A solicitor who pretended to be carrying out litigation, providing e-mail updates on a case which did not exist, has been struck off by the Solicitors Disciplinary Tribunal (SDT).
The tribunal said it did not know the motivation for Stephanie Berry’s misconduct, but it continued over a period of time and “some of her actions were clearly planned rather than spontaneous”.
The SDT went on: “The tribunal noted that before leaving [her job], [she] took steps to close off the case; she took money from another client’s account, falsifying probate records in order to do that and sent a cheque for the exact amount of the maximum damages the client had intended to claim and the court fees to the client.”
It said the solicitor, who was born in 1978 and qualified in 2005, “knew that no proceedings had been started, continued or concluded and on that account she knew that what she was doing was dishonest”.
The tribunal heard in SRA v Berry (case no. 11384-2015) how Ms Berry had been working at the former firm of Garstangs Solicitors in Bolton, which dissolved in April 2012. Michael Garstang went on to become senior partner of a successor practice.

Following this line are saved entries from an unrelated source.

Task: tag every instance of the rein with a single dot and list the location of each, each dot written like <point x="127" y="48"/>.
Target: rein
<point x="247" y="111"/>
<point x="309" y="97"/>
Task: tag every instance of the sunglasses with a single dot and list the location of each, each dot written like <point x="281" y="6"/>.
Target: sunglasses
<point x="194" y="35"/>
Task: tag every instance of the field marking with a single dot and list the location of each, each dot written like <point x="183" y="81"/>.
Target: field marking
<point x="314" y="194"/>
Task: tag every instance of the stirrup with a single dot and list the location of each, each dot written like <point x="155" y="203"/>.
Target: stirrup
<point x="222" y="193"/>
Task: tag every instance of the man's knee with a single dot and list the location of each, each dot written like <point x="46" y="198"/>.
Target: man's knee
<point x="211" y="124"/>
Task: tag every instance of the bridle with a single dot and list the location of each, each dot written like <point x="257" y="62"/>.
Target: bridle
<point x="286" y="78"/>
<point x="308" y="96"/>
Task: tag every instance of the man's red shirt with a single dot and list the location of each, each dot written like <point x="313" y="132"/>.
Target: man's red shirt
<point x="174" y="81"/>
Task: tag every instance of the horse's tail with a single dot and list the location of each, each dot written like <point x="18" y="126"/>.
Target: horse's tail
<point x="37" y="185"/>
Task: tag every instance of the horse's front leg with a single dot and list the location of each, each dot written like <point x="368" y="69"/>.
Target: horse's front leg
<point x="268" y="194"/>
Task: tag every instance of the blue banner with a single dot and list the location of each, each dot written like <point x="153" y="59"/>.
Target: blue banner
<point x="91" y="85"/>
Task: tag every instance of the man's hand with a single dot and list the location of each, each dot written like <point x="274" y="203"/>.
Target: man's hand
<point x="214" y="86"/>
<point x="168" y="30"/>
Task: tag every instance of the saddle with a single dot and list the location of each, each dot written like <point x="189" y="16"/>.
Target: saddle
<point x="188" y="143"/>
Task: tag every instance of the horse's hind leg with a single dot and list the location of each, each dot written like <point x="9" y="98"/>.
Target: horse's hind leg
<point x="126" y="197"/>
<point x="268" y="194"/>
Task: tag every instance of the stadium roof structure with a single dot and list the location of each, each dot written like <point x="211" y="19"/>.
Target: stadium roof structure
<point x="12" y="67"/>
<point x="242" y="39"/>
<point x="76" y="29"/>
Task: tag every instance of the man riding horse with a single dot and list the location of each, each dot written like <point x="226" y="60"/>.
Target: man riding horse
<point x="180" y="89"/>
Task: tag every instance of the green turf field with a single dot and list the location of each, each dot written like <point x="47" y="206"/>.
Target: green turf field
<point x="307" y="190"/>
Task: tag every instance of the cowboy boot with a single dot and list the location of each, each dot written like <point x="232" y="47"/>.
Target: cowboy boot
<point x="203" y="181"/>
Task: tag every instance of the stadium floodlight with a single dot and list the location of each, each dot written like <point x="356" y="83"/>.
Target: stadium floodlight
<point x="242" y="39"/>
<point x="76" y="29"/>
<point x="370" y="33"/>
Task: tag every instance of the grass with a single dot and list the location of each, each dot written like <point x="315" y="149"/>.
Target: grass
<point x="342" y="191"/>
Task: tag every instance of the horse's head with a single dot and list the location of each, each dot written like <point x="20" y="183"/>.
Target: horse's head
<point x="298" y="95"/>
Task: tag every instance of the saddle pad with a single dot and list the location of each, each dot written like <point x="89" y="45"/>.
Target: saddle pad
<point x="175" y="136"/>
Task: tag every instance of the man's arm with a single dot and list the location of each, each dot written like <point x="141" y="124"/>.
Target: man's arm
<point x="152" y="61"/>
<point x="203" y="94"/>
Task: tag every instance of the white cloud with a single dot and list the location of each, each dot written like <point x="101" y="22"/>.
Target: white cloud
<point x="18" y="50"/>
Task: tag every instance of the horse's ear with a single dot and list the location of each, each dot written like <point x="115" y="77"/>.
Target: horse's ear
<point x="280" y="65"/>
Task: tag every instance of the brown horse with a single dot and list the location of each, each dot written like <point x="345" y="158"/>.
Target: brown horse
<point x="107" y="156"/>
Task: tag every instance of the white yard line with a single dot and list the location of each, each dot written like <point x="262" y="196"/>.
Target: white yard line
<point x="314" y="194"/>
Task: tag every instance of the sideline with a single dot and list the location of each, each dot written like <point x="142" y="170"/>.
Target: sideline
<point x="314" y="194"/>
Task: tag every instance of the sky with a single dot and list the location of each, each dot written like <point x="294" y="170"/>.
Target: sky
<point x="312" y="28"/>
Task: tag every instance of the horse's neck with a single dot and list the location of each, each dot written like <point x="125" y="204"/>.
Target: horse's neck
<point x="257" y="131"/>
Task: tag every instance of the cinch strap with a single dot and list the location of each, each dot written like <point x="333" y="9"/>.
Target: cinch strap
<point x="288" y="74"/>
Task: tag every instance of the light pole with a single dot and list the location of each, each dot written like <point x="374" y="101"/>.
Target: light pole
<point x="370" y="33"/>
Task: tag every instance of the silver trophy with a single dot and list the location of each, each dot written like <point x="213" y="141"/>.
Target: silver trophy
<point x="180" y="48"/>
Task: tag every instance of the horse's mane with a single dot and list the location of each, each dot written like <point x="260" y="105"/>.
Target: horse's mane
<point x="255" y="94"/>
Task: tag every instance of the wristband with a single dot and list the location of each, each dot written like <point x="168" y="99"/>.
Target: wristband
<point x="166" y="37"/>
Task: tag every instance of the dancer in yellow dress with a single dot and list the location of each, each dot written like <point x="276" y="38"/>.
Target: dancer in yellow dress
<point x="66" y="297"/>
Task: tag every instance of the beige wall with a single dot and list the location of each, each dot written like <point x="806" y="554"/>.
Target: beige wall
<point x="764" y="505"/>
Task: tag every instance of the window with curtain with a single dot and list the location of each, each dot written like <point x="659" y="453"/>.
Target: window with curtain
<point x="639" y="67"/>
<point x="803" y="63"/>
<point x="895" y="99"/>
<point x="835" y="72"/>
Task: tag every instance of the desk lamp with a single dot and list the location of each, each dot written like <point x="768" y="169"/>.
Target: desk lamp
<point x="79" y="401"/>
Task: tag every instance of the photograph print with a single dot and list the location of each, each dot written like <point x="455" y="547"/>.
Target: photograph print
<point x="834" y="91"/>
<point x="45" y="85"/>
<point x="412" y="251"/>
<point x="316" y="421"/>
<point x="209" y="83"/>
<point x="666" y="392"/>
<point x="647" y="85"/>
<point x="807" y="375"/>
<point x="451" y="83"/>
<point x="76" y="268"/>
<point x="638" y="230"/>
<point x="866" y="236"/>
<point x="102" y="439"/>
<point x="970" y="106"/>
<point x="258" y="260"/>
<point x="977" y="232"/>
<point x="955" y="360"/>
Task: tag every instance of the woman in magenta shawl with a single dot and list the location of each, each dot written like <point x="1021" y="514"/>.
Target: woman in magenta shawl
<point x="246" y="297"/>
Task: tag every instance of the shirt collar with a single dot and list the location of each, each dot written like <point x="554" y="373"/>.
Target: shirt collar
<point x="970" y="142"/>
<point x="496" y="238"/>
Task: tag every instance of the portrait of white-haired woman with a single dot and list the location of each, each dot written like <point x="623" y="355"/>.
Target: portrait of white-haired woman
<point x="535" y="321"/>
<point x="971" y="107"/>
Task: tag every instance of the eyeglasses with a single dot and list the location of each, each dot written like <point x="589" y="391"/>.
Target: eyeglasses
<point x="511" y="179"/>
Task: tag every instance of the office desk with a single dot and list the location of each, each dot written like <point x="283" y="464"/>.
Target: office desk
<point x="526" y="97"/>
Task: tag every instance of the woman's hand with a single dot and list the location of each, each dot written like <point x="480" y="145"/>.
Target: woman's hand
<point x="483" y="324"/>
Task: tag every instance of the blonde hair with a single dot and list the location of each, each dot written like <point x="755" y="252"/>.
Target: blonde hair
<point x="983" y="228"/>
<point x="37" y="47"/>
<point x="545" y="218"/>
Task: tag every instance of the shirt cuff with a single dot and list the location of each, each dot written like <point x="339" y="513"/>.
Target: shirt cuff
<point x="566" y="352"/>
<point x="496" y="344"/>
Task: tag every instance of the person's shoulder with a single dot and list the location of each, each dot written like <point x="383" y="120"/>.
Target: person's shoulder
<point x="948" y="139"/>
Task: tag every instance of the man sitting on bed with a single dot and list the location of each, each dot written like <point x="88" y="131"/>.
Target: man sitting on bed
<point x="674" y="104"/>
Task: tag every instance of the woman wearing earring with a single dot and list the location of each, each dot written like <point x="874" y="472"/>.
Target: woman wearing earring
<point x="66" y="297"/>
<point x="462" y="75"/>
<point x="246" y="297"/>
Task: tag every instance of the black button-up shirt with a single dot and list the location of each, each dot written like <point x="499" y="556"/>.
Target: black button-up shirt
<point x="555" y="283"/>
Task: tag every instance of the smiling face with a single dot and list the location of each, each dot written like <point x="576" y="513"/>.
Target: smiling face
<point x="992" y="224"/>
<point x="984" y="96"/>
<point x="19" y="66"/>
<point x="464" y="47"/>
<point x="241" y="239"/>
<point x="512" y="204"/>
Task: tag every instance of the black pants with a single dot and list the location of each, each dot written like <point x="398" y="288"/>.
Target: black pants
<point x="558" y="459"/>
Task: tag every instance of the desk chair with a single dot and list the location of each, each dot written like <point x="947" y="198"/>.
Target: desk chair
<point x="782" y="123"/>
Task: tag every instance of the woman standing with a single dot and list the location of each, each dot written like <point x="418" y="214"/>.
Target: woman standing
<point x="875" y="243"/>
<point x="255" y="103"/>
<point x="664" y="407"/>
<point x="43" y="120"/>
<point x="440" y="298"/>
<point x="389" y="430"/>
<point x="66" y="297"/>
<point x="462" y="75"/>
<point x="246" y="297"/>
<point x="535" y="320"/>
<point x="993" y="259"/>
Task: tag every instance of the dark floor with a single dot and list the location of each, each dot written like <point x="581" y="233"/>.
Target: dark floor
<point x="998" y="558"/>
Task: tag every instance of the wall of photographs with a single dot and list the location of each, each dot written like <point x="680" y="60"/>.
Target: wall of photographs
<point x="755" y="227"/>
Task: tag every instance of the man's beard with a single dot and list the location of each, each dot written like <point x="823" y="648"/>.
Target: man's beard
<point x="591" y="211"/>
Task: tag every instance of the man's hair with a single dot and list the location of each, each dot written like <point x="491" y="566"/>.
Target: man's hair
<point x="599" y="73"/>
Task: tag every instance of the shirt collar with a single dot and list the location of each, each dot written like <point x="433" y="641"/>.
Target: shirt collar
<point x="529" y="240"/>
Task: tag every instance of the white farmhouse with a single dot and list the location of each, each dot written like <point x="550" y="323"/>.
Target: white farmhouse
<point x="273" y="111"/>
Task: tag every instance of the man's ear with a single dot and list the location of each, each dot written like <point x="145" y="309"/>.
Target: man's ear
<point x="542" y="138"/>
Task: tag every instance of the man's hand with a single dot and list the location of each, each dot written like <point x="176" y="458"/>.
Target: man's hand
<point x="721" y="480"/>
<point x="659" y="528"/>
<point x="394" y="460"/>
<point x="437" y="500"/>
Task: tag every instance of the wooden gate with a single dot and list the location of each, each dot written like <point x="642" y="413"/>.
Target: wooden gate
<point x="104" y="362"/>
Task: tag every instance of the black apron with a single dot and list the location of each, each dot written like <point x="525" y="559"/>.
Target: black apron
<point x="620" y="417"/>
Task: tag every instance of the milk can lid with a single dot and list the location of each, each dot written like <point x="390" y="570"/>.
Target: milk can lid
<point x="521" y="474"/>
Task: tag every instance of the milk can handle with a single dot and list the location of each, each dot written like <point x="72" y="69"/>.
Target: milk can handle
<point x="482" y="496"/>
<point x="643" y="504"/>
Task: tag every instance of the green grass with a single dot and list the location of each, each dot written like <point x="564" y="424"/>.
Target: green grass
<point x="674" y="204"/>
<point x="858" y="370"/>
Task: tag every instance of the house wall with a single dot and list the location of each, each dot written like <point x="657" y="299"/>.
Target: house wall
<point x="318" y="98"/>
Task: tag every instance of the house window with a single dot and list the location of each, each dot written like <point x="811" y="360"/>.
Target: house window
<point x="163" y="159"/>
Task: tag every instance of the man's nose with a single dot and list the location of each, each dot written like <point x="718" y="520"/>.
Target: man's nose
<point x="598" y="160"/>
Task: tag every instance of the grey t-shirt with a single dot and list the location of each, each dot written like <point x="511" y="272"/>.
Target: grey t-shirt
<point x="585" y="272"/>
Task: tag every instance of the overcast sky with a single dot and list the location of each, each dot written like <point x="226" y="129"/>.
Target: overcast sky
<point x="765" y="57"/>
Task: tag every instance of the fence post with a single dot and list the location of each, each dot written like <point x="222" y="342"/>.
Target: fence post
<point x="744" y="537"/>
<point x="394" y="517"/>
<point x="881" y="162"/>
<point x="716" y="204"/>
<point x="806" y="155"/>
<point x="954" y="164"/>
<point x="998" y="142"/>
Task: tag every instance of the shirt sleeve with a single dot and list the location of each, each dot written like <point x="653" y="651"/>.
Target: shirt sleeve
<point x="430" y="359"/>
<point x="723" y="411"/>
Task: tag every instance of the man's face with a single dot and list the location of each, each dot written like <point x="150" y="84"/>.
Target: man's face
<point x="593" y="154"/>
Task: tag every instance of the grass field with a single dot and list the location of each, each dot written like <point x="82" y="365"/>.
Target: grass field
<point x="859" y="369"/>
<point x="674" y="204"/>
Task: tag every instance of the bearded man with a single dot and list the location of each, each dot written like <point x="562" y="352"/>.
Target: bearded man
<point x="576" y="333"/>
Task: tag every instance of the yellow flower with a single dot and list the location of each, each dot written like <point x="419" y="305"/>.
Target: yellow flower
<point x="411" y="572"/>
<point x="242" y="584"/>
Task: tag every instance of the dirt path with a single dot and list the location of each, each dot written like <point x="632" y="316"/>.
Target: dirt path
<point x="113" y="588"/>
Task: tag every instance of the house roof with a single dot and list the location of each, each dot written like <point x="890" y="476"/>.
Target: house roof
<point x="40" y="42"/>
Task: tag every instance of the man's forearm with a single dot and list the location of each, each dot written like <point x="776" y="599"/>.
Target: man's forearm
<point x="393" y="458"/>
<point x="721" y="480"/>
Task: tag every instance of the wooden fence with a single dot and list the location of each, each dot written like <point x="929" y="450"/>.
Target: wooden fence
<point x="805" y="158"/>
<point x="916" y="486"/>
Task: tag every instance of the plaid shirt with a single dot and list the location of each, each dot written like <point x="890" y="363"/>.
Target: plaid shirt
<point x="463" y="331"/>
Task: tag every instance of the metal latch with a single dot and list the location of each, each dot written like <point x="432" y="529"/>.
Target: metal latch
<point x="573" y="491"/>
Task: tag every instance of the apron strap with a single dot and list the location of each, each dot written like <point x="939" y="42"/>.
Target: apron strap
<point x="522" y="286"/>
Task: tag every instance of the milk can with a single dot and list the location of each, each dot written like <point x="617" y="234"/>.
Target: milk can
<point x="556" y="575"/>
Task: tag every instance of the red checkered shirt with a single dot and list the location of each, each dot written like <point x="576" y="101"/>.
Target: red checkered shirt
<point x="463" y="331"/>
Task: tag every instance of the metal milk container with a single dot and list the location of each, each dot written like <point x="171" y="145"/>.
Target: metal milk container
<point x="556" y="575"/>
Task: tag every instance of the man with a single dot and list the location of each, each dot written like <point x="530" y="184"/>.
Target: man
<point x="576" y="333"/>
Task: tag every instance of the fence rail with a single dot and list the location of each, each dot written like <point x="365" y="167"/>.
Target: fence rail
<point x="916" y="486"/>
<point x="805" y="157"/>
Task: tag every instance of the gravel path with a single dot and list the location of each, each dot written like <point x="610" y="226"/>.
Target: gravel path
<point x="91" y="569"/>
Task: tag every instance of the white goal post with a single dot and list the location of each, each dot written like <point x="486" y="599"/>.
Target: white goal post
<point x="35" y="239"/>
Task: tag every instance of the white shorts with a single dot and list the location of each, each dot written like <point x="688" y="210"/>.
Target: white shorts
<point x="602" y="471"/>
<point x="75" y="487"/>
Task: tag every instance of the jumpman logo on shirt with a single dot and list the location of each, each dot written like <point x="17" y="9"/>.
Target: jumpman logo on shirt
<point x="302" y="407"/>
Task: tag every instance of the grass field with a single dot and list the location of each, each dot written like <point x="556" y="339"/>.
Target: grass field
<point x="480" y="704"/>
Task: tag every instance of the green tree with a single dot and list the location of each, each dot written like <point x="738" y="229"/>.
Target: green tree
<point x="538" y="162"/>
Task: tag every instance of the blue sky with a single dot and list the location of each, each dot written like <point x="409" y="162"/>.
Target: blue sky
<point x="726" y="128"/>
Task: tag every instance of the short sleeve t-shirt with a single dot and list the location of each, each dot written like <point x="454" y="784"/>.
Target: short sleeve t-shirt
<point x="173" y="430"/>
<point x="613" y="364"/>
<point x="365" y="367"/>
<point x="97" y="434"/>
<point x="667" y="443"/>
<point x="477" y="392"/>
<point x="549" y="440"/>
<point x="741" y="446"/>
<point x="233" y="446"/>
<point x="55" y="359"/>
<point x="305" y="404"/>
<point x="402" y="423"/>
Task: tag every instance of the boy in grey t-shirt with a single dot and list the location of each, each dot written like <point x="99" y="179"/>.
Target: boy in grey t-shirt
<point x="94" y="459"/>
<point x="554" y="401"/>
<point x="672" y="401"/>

The SDT heard that Mr Garstang found out, by making enquiries at the local county court, that no proceedings had been issued for one of Ms Berry’s clients, referred to as ‘Ms NO’.
Mr Garstang told the tribunal that Ms NO was in dispute with a neighbour and wanted to issue county court proceedings for damages of up to £800.
“The tribunal found that there was no positive evidence that the proceedings for Ms NO had ever been issued and the respondent did not herself claim to have issued them; she simply denied the allegation in its entirety.”
However, the SDT said Ms Berry provided the client with updates on the non-existent proceedings, including by e-mails and a letter.
The SDT said Ms Berry relied in part on the assertion that her cognitive abilities had been impaired, but had provided no evidence.
The tribunal heard in that Ms Berry received a complaint letter from Mr Garstang in May 2012, alleging a wide range of offences. The letter was followed by an investigation by the Solicitors Regulation Authority (SRA), beginning in October 2012.
The SDT found that Ms Berry had, between April 2011 and March 2012, transferred money from an estate account of one client in order to pay off other clients, including ‘damages’ in the fictitious litigation.
The tribunal said there was a discrepancy in the accounts of Mr R’s estate, where a sum paid in respect of a “boiler replacement”, £1,050, amounted “exactly to the amount of damages claimed by Ms NO at £800 and the court fee of £250”.
The tribunal said it did not consider that this could have been an administrative error, and Ms Berry “was the only person who could have created the duplicate accounts” to “conceal what had been done”.
The SDT said creating estate accounts to conceal what had been done indicated an “active state of knowledge” and dishonesty was “found proved on the evidence to the required standard in respect of the respondent’s actions concerning the estate of R.”
Mr Berry was also found to have breached the rules, including the accounts rules, by using client money for the benefit of other clients not entitled to it.
However, an allegation that she had misappropriated clients’ funds was not upheld by the SDT, along with a further allegation that she misled solicitors in relation to an application to rectify a Land Registry entry and when communicating with the HMRC.
However, the tribunal said she had breached SRA principles by writing misleading e-mails and a misleading letter to Ms NO, as well as being dishonest.
In mitigation, Ms Berry said in a statement that she had no intention of ever practising law again and cited mental health problems and depression.
However, the tribunal responded: “As to mitigating factors, she was clearly unwell at the material time but she had provided no evidence that her medical condition had affected her cognitive abilities such as would amount to a defence.”
Ms Berry was struck off and ordered to pay costs of £15,200, which had been reduced by 20% to reflect the unsuccessful allegations.